Bir sayfiye yerinin çarşısı boyunca yürümekteydi. Birkaç dükkandan, birçok tezgahtan müteşekkil küçük bir çarşı…
Çarşının en ucunda, gözleme ve kek satan bir dükkan vardı. Tüm gün boyunca yüzdüğü ve çarşıya kadar epeyce uzun bir yoldan geldiği için açlıktan karnı guruldamakta, halsizlikten adımları sarsaklaşmaktaydı. Onun için de bu gözlemeci dükkan şimdilik derdinin tek dermanıydı.
Dükkandan çıkanlar epey mutlu görünmekteydi. Hallerinden hoşnut birer kedi gibi… Adeta yolda uyuyabilecek denli doyup gevşemişti hepsi… Doğa üstü bir tür rahatlamışlık vardı yüzlerinde.
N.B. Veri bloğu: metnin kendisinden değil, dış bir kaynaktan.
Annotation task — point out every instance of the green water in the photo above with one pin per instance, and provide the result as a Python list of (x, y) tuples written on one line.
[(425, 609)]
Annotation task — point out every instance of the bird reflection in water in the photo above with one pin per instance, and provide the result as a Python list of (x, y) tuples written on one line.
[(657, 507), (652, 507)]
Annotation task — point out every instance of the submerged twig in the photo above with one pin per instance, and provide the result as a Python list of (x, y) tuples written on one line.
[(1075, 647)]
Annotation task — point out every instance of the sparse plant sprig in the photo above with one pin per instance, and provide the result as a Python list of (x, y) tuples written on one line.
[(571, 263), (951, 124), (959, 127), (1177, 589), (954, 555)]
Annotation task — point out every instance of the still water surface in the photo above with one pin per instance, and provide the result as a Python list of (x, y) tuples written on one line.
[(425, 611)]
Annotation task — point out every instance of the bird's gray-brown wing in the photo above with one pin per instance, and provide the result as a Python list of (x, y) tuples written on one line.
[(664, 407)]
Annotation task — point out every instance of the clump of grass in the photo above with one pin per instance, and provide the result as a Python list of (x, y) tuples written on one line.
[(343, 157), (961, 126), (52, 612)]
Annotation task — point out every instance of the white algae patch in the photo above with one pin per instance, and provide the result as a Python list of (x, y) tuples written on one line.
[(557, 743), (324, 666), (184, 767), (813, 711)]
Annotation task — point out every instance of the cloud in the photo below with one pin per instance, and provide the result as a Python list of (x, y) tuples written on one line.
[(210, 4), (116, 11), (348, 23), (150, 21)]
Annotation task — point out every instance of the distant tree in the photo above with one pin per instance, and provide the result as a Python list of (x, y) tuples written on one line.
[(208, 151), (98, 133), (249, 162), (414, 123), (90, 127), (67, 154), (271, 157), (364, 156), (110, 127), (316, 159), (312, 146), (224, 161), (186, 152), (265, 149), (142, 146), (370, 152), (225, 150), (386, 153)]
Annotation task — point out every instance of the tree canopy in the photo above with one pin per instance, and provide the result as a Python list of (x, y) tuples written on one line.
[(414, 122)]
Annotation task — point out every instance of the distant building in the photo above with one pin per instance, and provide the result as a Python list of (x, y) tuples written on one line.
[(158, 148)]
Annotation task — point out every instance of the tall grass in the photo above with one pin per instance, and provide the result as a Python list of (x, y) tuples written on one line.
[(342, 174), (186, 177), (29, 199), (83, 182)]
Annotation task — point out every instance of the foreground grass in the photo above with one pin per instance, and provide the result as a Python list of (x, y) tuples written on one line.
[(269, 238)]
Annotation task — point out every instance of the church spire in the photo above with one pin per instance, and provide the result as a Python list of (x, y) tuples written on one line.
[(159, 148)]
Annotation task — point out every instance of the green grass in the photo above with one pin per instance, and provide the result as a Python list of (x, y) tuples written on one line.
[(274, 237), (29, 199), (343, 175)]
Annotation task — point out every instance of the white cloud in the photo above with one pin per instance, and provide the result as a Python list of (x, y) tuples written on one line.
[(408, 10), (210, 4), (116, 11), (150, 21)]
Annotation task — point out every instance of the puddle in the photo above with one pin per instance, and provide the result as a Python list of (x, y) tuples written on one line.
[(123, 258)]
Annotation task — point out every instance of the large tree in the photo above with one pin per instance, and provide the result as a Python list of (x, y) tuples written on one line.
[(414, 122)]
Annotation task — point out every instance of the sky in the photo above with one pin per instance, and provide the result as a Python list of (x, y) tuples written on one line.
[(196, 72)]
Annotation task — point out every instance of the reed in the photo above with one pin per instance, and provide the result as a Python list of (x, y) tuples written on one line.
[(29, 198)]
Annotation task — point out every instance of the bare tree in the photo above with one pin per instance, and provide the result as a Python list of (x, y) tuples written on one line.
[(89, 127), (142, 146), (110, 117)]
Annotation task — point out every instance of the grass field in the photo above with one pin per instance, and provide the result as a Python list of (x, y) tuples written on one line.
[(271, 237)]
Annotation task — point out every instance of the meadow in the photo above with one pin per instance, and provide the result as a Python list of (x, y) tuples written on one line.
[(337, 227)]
İçeriye girdi. Tertemizdi ortalık ve harika kokuyordu. Karışık bir gözlemeyi bir bardak ayranla, ardından çikolatalı keki, bir espresso eşliğinde içti.
Gevşemişti…
Sanki sarhoş olmuştu…
Sanki, keklerin içinde uyuşturucu vardı…
Ertesi sabah, kahvaltı zamanı ilk kez acıkmadığı için kahvaltıdan vazgeçmek zorunda kaldı; çünkü zorla dahi olsa boğazından geçmiyordu hiçbir şey
Tüm gün boyunca yüzüp yorgunluktan bitkin düşmesine rağmen hala acıkmamıştı. Yorulsa da acıkmıyor, dahası boğazından su bile geçmiyordu.
Üç gün sonra, öldü. Tıpkı diğerleri gibi… Yavaş yavaş ve hissederek… Hissedemedikleri bir şey yüzünden…
Bir ihtiyaç…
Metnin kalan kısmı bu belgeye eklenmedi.